5. An image processing apparatus, characterized in that, include: The detection module is used to detect all moving areas of the target in the event images captured by the event camera; A matching module is used to acquire position comparison information and / or size comparison information between each target motion region and a pre-agreed region; wherein, the position comparison information is a position offset vector of the target motion region and the same reference point on the pre-agreed region; and to call a corresponding region matching algorithm based on the position comparison information and / or the size comparison information to match each target motion region to the corresponding pre-agreed region; the step of calling a corresponding region matching algorithm based on the position comparison information and / or the size comparison information to match each target motion region to the corresponding pre-agreed region includes: calling a corresponding region alignment algorithm based on the position comparison information; wherein, the region alignment algorithm includes a first region alignment algorithm and a second region alignment algorithm, the first region alignment algorithm being expressed as... D (x,y)= S ([x+m],[y+n]), the second region alignment algorithm is expressed as: D (x,y)= S ([xm],[yn]) , Indicates pixel position, Indicates the pixel position in the pre-agreed region Pixel value at that location, Indicates the pixel position in the target motion region The pixel value at position m represents the position offset vector value on the x-axis, and n represents the position offset vector value on the y-axis. This indicates a rounding operation; using the region alignment algorithm, the mapping position of the target pixel position in the pre-agreed region relative to the target motion region is calculated; the pixel value of the mapping position in the target motion region is assigned to the target pixel position in the pre-agreed region; The output module is used to reorder the sub-images corresponding to the target motion regions after matching in the event image according to the image size, and arrange the sub-images with the same resolution adjacently to obtain the image output order; and output each sub-image in sequence according to the image output order.

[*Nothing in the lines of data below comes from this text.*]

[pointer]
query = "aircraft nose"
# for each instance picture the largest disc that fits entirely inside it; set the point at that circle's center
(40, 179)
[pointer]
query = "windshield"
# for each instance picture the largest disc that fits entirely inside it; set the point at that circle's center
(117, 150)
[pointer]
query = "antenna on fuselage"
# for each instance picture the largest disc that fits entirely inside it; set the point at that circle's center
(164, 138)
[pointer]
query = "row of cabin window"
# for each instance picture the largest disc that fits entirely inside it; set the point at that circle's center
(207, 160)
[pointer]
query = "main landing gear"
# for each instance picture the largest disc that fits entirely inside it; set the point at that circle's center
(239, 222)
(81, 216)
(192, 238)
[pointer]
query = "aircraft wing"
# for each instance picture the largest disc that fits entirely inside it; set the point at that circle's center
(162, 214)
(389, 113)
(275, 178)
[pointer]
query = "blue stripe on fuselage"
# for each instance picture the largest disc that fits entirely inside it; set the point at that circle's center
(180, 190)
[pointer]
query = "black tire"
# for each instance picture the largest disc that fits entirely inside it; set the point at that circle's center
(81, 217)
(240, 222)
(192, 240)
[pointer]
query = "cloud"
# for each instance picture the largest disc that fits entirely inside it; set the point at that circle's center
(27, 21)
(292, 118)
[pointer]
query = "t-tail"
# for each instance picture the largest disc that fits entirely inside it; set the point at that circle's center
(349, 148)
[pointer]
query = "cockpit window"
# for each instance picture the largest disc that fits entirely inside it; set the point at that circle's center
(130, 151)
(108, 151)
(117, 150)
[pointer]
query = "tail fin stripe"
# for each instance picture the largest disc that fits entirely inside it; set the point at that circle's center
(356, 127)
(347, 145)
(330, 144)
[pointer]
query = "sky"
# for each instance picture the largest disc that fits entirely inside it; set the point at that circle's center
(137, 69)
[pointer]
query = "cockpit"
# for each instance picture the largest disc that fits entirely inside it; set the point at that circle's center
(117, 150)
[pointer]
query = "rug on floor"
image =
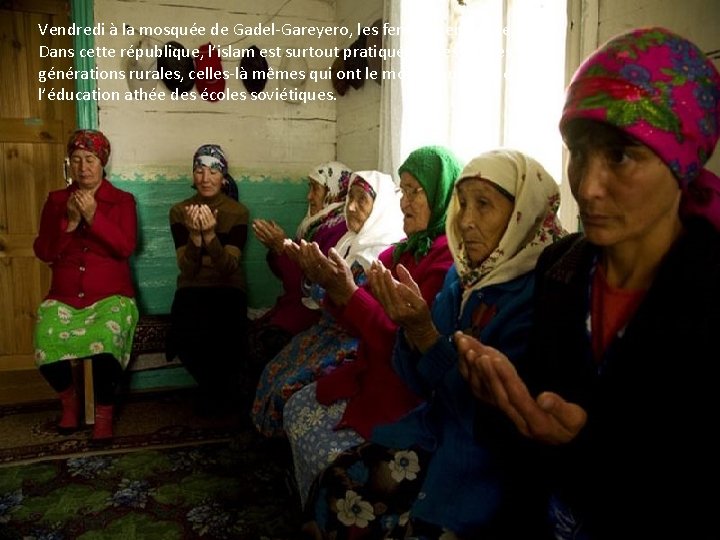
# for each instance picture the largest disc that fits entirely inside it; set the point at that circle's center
(28, 432)
(232, 489)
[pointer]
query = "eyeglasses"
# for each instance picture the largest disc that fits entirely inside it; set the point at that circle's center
(410, 193)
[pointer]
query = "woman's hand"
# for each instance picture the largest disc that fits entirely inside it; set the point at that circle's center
(270, 234)
(192, 223)
(207, 221)
(86, 205)
(404, 304)
(331, 272)
(494, 380)
(74, 215)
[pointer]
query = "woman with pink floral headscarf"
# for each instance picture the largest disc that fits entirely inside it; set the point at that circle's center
(620, 391)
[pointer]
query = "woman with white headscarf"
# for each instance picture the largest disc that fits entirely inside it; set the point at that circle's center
(324, 223)
(426, 475)
(374, 221)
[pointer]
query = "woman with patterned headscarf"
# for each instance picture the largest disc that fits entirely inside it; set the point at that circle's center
(621, 380)
(346, 403)
(374, 222)
(324, 223)
(425, 473)
(209, 310)
(88, 232)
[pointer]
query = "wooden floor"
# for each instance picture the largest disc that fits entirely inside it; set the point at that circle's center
(24, 386)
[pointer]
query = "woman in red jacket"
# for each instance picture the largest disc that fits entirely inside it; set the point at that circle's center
(87, 233)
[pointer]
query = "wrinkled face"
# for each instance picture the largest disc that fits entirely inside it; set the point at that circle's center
(86, 169)
(207, 180)
(624, 191)
(316, 196)
(358, 208)
(483, 217)
(414, 205)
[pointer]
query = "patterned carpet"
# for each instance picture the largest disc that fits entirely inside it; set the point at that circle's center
(169, 474)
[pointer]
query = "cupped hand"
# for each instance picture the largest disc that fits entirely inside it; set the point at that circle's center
(73, 213)
(330, 272)
(403, 303)
(493, 379)
(86, 204)
(270, 234)
(207, 218)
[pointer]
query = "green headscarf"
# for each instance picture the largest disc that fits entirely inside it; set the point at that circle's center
(435, 168)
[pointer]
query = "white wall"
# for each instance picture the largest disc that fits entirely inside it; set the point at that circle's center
(272, 138)
(358, 111)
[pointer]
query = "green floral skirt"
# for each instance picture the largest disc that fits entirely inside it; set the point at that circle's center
(63, 332)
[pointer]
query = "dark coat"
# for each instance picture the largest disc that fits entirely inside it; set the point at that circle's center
(646, 463)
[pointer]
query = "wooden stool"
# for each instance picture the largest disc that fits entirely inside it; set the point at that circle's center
(88, 392)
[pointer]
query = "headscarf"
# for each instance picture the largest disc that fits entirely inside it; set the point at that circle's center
(92, 141)
(335, 176)
(662, 90)
(435, 168)
(383, 226)
(533, 224)
(212, 156)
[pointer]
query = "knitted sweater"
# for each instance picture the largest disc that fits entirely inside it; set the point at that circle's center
(211, 265)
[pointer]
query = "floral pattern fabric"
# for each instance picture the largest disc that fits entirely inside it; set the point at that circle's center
(314, 442)
(308, 355)
(366, 494)
(63, 332)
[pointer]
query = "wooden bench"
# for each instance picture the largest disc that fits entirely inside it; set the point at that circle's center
(150, 335)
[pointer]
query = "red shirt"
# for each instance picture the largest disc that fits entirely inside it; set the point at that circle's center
(91, 262)
(375, 392)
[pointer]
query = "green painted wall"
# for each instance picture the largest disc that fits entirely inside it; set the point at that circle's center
(154, 266)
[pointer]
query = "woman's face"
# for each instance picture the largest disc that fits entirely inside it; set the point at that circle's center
(86, 169)
(207, 180)
(483, 217)
(316, 196)
(625, 193)
(358, 208)
(414, 205)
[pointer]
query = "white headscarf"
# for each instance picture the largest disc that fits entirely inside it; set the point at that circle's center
(382, 228)
(336, 177)
(533, 224)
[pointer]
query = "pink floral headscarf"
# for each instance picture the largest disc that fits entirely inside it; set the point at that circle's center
(662, 90)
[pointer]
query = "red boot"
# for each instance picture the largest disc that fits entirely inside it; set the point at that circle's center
(102, 430)
(71, 411)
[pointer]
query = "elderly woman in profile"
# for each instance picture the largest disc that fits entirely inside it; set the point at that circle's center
(209, 310)
(374, 222)
(324, 223)
(340, 410)
(426, 474)
(88, 232)
(620, 389)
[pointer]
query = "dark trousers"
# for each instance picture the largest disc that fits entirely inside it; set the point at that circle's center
(107, 374)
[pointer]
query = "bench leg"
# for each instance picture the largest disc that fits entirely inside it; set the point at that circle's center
(89, 392)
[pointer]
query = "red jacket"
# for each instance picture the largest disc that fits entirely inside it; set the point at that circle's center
(376, 394)
(90, 263)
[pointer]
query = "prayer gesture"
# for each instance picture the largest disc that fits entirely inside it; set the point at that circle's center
(404, 304)
(494, 380)
(331, 272)
(270, 234)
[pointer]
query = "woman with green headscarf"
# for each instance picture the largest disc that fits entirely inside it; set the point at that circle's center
(340, 410)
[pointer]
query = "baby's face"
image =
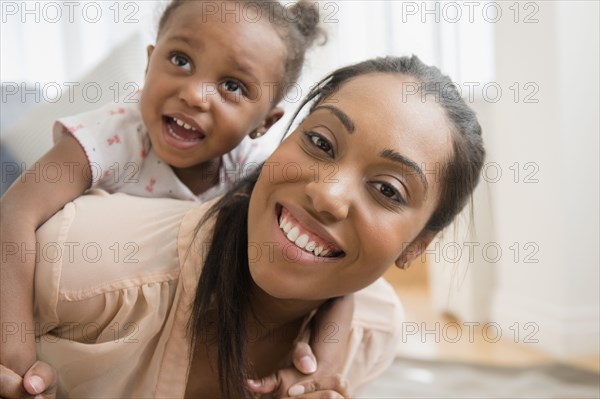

6. An electronic device, characterized in that, Includes memory and processor, of which: The processor is used to execute computer programs stored in the memory; When the processor executes the computer program, it implements the steps of the method according to any one of claims 1 to 4.
7. A computer-readable storage medium having a computer program stored thereon, characterized in that, When the computer program is executed by a processor, it implements the steps of the method according to any one of claims 1 to 4.